ES KOMMT NICHT allzu oft vor, dass sich die Präsidenten der vier großen außeruniversitären Forschungsorganisationen und der Deutsche Forschungsgemeinschaft (DFG) mit einer gemeinsamen Stellungnahme zu Wort melden. Zu gegensätzlich, gelegentlich sogar zuwiderlaufend, sind ihre strategischen Ziele und Machtinteressen. Natürlich gibt es Ausnahmen. Zum Beispiel wenn es ums Geld geht. Genauer: um den gemeinsamen Topf, aus dem Helmholtz, Max-Planck, Leibniz, Fraunhofer und DFG in den vergangenen elf Jahren ihren relativen Wohlstand bezogen haben.

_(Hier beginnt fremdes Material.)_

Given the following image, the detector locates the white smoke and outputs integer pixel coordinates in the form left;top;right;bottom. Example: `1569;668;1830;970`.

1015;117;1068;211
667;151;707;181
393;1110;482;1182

Entsprechend heißt ihr 4+1-Papier, das sie an Bundesforschungsministerium, Gemeinsame Wissenschaftskonferenz und Bundestag geschickt haben, auch „Empfehlung zur Fortsetzung des Paktes für Forschung und Innovation“, womit schon dessen Hauptintention umrissen ist: Natürlich muss der kurz PFI genannte Pakt weitergehen, finden die fünf, denn zusammen mit den weiteren Wissenschaftspakten sei er der Grund, dass „das deutsche Wissenschaftssystem... international attraktiv und sichtbar wie selten zuvor“ sei. Das Geheimnis des PFI den Präsidenten zufolge: Er vereine forschungspolitische Ziele und Planungssicherheit.

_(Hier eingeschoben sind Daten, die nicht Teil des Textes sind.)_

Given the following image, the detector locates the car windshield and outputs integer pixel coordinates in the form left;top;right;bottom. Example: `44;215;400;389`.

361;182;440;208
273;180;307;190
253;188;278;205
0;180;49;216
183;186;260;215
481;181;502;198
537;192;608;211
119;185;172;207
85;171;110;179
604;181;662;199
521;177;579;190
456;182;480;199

Ebenso wenig überrascht, dass die Forschungsorganisationen demonstrativ der Auffassung sind, die von der Politik vorgegebenen forschungspolitischen Ziele erfolgreich umgesetzt zu haben: vor allem eine bessere Nachwuchsförderung, eine Steigerung von Internationalisierung und Chancengleichheit, aber auch die Gewinnung von exzellenten ausländischen Wissenschaftlern. Dass die jährlichen Monitoring-Berichte, zu denen die fünf ihre Zahlen zuliefern müssen, je nach Organisation und Thema zu durchwachseneren Ergebnissen kommen, findet keine Erwähnung in dem Papier. Zahlreiche Experten haben in der Vergangenheit kritisiert, die Paktziele seien zu weich formuliert, außerdem fehlten konkrete Sanktionsmechanismen. DFG & Co preisen jedoch lieber die „Flexibilität und Veränderungsdynamik“, die Forschungsprozesse in ihrer Vielfalt und Besonderheit“ begünstigten.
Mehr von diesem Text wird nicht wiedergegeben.